Indiana chipped away three points from their deficit with a 29-yard field goal but Notre Dame managed to build an even larger lead by moving 69 yards on 12 plays for another touchdown. A pair of passes from Mirer to Lake Dawson and Brown, respectively, gained a combined 38 yards and helped to set up Mirer’s six-yard scoring run.

The Irish’s next score became one that is still replayed because of the sheer determination of Brown’s backup, Irv Smith. The drive had been set up by a Rod Smith interception, with Mirer finding Smith at the Indiana 25, From there. Smith dragged an eventual four Hoosiers into the end zone for a 58-yard score and a 42-20 Notre Dame lead. It’s a play that has lived on in Irish lore ever since.

Indiana scored for the final time in the first minute of the fourth quarter.

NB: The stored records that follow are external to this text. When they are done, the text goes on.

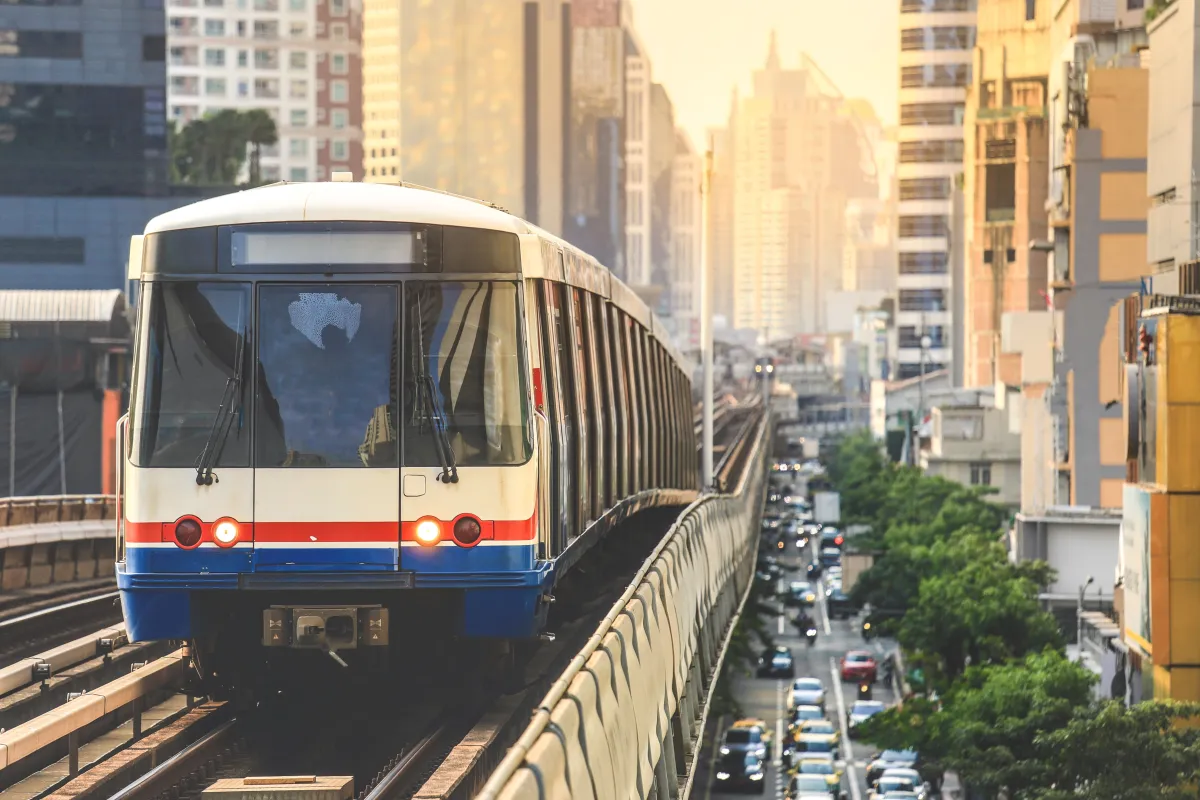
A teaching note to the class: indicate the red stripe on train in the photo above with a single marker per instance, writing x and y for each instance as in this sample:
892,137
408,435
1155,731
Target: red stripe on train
502,530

However, the Irish ended any hope of a dramatic comeback with a nine-play, 75-yard drive that was largely fueled by the running of Jerome Bettis, who gained 61 yards on just two runs.

The Aftermath

The Hoosiers ended up finishing the year with a 7-4-1 record, winning all five of their home games. That led to a berth in the Copper Bowl, where they shut out the Baylor Bears, 24-0

Regarding the title hopes of Notre Dame in 1991, those took a hit just one week later when they fell at Michigan in a 24-14 loss. They then officially died two months later following consecutive losses to Tennessee and Penn State, which led to grumbling about the Irish getting a Sugar Bowl berth. That, in turn, helped spark the Cheerios Bowl controversy, which Notre Dame used to spring a 39-28 upset of the Florida Gators.

Since that 1991 game, the two schools have not faced each other, despite being just 200 miles apart. That may just as well, given the Irish’s 23-4-1 lead in the all-time series.